Pamela Garmon Johnson: Spurring Innovative Leadership in Healthcare

Pamela Garmon Johnson is a visionary leader dedicated to achieving health equity for all as the National VP of Health Equity and Partnerships and Executive Director of The National Hypertension Control Initiative at the American Heart Association. With unwavering commitment, she collaborates to address injustices leading to poor health and financial outcomes. Guided by her motto, “Let’s Make it Happen,” Pamela passionately works to effect positive change in healthcare, empowering her team with evidence-based strategies. She is a beacon of hope for a healthier, more equitable world.

As the National VP of Health Equity and Partnerships and Executive Director of The National Hypertension Control Initiative at the American Heart Association, I not only represent myself, but also my family, my community and my ancestors to ensure that they are represented at the table when decisions are being made.  I have accepted and carry the torch for those that bear the unnecessary brunt of the injustices that result in poor health and financial outcomes.  I strive to collaborate with others to enable equitable access  for others and their respective communities.  My definition of success constantly evolves as there is so much to be done to achieve equity while maintaining a healthy and peaceful life.  Someone once told me: “imitate the behavior of those who have been successful”. I do my job with integrity and transparency, while consistently advocating for evolved models to address complex situations.  My Motto is “Let’s Make it Happen.”  I will strive to do the right thing while never wavering on my belief system.

My dreams growing up were to be an attorney, so that I could effect change via the law for those that were disenfranchised.  I married a lawyer, so part of that dream is still connected to me.  I became passionate about healthcare, due to the significant death rate in my family and the community that I resided.  I saw my family lose limbs and eyesight due to obesity and diabetes, while trying to manage their blood pressure.  However, my family nor my community had options for better foods, exercise, etc.  They were doing the best they could with the resources that they had.  Because of my family’s business, we met people at their most vulnerable time of need and I wanted to work to address premature deaths.
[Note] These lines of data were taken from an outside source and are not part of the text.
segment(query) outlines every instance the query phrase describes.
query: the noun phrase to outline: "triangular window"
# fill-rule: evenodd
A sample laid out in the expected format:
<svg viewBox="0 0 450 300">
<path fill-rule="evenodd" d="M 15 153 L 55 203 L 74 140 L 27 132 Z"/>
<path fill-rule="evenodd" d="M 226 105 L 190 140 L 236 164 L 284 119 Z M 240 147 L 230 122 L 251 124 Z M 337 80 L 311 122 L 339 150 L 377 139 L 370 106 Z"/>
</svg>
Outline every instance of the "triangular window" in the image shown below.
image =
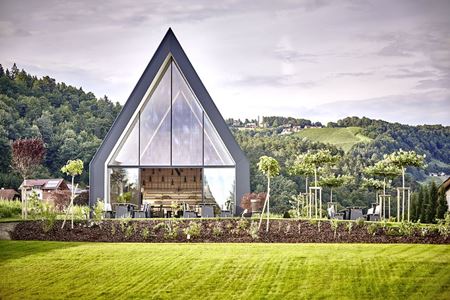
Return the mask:
<svg viewBox="0 0 450 300">
<path fill-rule="evenodd" d="M 233 166 L 234 161 L 171 61 L 109 165 Z"/>
</svg>

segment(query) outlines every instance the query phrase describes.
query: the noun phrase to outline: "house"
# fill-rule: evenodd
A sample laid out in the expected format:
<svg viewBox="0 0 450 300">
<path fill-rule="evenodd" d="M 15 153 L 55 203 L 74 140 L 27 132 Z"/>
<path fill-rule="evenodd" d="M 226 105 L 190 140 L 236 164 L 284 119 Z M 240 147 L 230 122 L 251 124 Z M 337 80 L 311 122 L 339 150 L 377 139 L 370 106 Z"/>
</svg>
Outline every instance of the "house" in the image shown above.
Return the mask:
<svg viewBox="0 0 450 300">
<path fill-rule="evenodd" d="M 0 189 L 0 199 L 2 200 L 17 200 L 20 198 L 20 194 L 14 189 Z"/>
<path fill-rule="evenodd" d="M 450 177 L 448 177 L 440 186 L 439 191 L 445 192 L 445 198 L 447 199 L 448 211 L 450 211 Z"/>
<path fill-rule="evenodd" d="M 55 191 L 68 191 L 69 188 L 64 179 L 26 179 L 19 190 L 25 190 L 26 195 L 35 192 L 41 200 L 49 200 Z"/>
<path fill-rule="evenodd" d="M 91 206 L 239 213 L 249 162 L 171 29 L 89 170 Z"/>
</svg>

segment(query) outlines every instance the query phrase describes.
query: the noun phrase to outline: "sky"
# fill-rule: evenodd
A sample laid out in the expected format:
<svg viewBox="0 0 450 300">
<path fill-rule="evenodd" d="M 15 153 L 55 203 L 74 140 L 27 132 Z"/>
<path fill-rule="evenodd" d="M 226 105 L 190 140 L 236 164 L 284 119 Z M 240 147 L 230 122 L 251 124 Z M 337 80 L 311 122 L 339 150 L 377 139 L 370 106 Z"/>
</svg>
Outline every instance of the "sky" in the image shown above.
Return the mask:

Not being seen is a major challenge, coupled with speaking truth, but then very little action taken.  I had to learn how « to have the meeting before the meeting » and allow others to bring forward a concept and/or support the concept. 

There is the opportunity for leaders to gain an understanding about others as well as new strategies to impact change.  I offered a charge to my team many years ago, to get involved in a local organization and bring that learning back to the team so that those insights could impact our strategies.  That process allowed the team to “stop” doing some projects to “greenlight” new more innovative and sustainable projects.  Data informs strategy.  You cannot show up with your feelings,but come forward with the evidence and models that support your positioning.